As bitcoin mining has become more competitive, the importance of efficient and powerful hardware has grown. Miners seek equipment with the best performance-to-cost ratio, balancing initial investment with long-term profitability. One step in doing so is using renewable sources, often the cheapest energy source. 

Furthermore, because of the adaptability of ASICs, they can be used as a lender of last resort, especially if they’re connected to an energy grid. If the grid requires more energy, the miners can turn their machines off and help. The same applies on the other end of the spectrum, where they can actually sell unused energy and help stabilise the grid. 

Difficulty Adjustment:

The Difficulty adjustment is a key feature of the Bitcoin network, ensuring its stability and security. In simple terms, it’s like a self-regulating system that adjusts how hard it is to mine bitcoin.

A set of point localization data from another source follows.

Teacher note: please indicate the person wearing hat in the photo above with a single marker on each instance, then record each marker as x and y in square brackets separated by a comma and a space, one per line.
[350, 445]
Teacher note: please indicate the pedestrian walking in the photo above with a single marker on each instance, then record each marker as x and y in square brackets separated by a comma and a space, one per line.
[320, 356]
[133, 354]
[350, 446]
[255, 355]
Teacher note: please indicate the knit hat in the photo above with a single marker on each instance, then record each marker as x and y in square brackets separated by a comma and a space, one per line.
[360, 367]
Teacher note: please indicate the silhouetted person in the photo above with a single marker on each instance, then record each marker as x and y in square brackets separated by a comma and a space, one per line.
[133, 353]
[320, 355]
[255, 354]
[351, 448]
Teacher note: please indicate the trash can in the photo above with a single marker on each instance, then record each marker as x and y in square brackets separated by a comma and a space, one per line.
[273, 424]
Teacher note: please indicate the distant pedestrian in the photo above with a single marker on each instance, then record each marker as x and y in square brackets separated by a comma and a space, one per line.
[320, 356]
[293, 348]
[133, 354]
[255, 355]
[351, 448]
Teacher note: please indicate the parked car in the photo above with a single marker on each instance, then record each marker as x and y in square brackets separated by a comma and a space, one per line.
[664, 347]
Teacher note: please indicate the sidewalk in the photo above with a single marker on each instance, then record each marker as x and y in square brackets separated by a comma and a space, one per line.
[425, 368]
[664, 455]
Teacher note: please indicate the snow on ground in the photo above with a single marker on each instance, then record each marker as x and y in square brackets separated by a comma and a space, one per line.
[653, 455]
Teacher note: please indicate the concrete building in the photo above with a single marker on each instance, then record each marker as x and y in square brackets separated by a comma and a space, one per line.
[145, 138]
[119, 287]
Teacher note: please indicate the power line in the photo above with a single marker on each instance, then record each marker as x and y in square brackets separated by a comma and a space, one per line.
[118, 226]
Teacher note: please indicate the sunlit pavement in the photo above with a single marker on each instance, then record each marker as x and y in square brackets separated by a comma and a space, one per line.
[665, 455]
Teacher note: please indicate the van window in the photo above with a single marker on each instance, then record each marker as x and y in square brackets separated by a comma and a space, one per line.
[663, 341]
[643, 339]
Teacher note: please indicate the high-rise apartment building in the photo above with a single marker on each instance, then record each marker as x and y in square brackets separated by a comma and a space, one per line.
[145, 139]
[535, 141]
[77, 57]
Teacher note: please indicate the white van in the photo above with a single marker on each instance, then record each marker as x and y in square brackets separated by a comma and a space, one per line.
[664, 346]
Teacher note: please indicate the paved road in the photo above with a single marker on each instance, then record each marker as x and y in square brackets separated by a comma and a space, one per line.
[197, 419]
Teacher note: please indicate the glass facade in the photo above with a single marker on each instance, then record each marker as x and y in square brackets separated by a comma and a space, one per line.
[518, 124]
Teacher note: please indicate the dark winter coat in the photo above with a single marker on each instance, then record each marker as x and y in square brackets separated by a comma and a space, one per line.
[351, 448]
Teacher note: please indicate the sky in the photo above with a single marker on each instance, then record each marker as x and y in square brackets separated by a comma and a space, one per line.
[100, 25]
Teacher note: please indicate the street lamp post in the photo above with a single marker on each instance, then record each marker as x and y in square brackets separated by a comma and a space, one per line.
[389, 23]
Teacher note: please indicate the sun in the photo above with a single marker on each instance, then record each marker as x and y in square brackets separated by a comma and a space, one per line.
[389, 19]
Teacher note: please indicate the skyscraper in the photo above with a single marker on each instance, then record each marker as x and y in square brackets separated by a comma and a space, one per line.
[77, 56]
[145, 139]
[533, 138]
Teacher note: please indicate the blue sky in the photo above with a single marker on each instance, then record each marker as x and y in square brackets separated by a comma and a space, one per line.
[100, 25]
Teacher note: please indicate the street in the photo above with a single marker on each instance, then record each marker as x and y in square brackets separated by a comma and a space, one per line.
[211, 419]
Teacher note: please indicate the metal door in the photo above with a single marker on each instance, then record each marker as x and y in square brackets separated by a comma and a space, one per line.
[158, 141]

Imagine bitcoin mining as a global competition where miners use powerful computers to solve mathematical puzzles. Successfully solving these puzzles validates transactions and creates new bitcoin. The difficulty of these puzzles is crucial; if they are too easy, bitcoin will be created too quickly. If they’re too hard, the opposite problem occurs, slowing down the rate of new bitcoin creation.

This is where difficulty adjustment comes in. Approximately every two weeks, or every 2016 block, the Bitcoin network automatically adjusts the puzzle difficulty. This adjustment depends on how quickly puzzles were solved in the previous period. If miners solve puzzles faster than expected, usually about every 10 minutes, the network increases the difficulty, making the puzzles harder. Conversely, if puzzles are solved too slowly, the difficulty decreases, making them easier.

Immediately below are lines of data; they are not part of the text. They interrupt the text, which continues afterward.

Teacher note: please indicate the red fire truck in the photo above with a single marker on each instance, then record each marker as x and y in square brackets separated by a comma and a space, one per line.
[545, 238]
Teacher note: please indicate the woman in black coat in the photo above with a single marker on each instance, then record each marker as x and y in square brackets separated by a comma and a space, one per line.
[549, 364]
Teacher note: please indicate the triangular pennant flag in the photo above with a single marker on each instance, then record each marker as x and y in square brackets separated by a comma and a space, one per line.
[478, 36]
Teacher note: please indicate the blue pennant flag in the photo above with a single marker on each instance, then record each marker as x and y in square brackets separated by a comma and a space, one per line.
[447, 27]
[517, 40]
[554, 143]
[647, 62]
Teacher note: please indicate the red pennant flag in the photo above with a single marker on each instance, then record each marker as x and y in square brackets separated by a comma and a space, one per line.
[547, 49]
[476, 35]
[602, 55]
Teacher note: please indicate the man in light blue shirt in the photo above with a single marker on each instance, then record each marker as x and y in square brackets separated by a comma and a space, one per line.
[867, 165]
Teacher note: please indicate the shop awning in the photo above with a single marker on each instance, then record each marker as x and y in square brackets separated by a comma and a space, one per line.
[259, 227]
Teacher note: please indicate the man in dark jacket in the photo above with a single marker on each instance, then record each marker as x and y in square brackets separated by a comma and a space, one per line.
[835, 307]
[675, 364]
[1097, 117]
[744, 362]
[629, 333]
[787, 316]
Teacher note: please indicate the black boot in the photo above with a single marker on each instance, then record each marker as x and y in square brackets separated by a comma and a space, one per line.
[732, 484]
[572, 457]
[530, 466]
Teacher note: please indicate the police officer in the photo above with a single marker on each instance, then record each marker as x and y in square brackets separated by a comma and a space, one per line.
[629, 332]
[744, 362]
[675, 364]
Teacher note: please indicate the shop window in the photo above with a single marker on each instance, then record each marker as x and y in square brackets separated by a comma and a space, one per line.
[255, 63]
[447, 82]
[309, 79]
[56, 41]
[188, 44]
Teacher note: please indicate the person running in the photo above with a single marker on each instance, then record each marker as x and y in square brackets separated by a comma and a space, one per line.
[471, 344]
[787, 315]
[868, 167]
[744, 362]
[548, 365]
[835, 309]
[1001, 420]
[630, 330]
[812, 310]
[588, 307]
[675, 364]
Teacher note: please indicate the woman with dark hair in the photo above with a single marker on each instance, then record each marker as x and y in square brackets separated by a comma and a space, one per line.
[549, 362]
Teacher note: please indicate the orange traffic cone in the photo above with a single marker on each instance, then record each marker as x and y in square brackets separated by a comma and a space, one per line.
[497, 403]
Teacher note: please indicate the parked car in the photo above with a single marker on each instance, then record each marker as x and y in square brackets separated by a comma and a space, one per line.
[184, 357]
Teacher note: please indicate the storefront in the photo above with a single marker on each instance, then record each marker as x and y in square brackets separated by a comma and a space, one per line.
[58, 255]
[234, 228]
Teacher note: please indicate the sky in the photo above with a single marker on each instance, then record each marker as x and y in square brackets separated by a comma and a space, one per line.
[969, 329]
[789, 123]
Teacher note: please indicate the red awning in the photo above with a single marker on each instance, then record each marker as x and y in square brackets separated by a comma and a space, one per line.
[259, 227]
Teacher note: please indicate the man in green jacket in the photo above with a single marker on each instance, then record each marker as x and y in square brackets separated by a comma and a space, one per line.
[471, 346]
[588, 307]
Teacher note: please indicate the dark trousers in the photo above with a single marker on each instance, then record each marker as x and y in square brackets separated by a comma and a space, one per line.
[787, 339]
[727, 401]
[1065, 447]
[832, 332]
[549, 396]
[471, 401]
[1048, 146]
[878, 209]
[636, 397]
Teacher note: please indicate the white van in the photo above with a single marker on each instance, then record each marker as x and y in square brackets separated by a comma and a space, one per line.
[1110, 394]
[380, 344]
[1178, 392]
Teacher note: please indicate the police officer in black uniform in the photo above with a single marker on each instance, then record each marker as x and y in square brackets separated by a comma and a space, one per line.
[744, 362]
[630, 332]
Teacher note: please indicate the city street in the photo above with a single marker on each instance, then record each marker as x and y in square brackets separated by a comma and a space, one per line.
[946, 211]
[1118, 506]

This system ensures a balanced, steady flow of new bitcoin and secures the network by ensuring no single miner or group of miners can easily dominate the mining process. It’s a vital mechanism that helps maintain the decentralised and fair nature of bitcoin.

The Halving: 

The Halving is a pivotal event in the Bitcoin network that occurs approximately every four years, or precisely after 210,000 blocks have been mined. This event is significant because it reduces the miners’ reward for validating transactions and adding new blocks to the blockchain by half. Initially, when bitcoin was launched in 2009, the reward was 50 bitcoin per block.

The Halving is a core mechanism of bitcoin’s economic model, designed to introduce scarcity to the digital currency and mimic the extraction of precious resources like gold. This scarcity is essential because it limits the supply of new bitcoin, making it more scarce over time. In traditional economics, scarcity can increase value, assuming demand remains constant or increases.

Historically, Halvings have been associated with significant price increases in the months following the event. This is attributed to the reduced supply of new bitcoin entering the market, which, if demand remains steady, could drive up the price.